貫地谷:前回のときもそうだったんですけど、この作品のような畳芝居って、本当に体がおかしくなるんです。みんな「腰が痛い」「肩が痛い」って、あちこち悲鳴を上げていきます。でも、私はずっとパーソナルトレーニングに週に2回通っていまして、そのおかげもあってか前回はまったく痛いところもなく終えることができました。ただ、最近はちょっと子育てもあってトレーニングに行けていないので、ちゃんと再開して痛くならない体を作りたいなと思っています。やっぱりストレッチをして体を動かすことって本当に大事ですね。
――それはすごい。身体的な不安はなさそうですね。
貫地谷:いや、産後あるあるらしいんですけど、視力が落ちてしまっていて……。戻ると言われているんですけど、割とまだ戻っていないんです。でも、一葉ってすごく近眼の役なんですよ。だから、前回よりももっと一葉の気持ちが分かるはず(笑)。ト書きにあるような「ぼーっとしているマイペースさ」とか、そこからくるおかしみみたいなものを、今回はよりリアルに出せたらいいですね。
――役作りにはなりそうですが、早く視力が戻られるといいですね。一葉が生きた明治は「女子に学問はいらない」と言われるような時代でした。本作のような作品は、令和の観客にはどのように届くでしょうか。
貫地谷:今は女性が職業を持つことが当たり前の時代になりましたけれど、それも一葉のような女性たちの活躍やつらい葛藤という「礎」があったからこそ。
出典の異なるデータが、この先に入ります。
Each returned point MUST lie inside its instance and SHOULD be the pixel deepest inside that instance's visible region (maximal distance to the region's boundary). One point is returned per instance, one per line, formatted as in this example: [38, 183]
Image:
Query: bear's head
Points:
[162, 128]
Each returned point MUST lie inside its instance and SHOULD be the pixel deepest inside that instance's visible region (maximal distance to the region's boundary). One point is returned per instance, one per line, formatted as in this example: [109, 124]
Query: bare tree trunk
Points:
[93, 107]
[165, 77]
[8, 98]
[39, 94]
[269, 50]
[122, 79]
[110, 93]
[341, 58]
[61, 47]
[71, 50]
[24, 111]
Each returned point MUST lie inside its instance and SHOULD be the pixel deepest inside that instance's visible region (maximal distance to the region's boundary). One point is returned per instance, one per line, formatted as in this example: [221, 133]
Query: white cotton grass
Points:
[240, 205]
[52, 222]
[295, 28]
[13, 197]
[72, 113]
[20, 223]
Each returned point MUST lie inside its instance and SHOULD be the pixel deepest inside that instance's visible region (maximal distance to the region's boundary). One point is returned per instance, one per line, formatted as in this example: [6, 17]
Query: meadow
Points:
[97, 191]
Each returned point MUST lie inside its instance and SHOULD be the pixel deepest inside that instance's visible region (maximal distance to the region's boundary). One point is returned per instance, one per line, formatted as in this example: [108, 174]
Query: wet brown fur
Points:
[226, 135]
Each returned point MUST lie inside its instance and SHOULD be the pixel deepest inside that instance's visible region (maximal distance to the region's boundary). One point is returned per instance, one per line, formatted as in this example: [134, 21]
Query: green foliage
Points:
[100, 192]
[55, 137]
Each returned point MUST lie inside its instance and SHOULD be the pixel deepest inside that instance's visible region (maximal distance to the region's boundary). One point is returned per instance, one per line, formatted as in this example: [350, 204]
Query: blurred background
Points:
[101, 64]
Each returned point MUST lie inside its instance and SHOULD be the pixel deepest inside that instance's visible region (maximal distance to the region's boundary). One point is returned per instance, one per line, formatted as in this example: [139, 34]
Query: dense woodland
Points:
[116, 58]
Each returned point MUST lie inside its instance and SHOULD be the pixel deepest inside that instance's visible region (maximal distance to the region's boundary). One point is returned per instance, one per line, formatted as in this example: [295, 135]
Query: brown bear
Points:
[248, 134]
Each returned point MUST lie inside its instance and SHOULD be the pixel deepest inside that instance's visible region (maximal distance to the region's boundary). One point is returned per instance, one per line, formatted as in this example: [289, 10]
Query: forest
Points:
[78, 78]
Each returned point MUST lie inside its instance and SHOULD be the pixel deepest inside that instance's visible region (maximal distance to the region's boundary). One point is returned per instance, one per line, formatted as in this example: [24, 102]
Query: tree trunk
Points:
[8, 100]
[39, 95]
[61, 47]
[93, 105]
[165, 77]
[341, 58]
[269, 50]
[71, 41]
最近は、AIの普及が本当にすごくて、私自身も課金して何でも相談しているくらい使っていますが、だからこそ、役者という仕事は「AIには代われないものだ」と、最近は改めて強く実感しています。いくら優れたCGが出てきても、やっぱり劇場というあの空間でしか味わえないエンターテインメントがある。そのエンターテインメントが、これからの時代にさらに重要な役割を担っていくんじゃないでしょうか。
貫地谷しほり
――劇場で生身の人間が演じるからこそ、手渡せるバトンがある、と。
貫地谷:私自身、小学生のときに学校に演劇が来てくれたのを観て、それがすごく面白かったことが、とても心に残っているんです。そこで「日本人としての核」みたいなものを教えてもらったような気がしています。今度は私たちがそういうものを、お芝居を通して皆さんにお届けできたらいいですね。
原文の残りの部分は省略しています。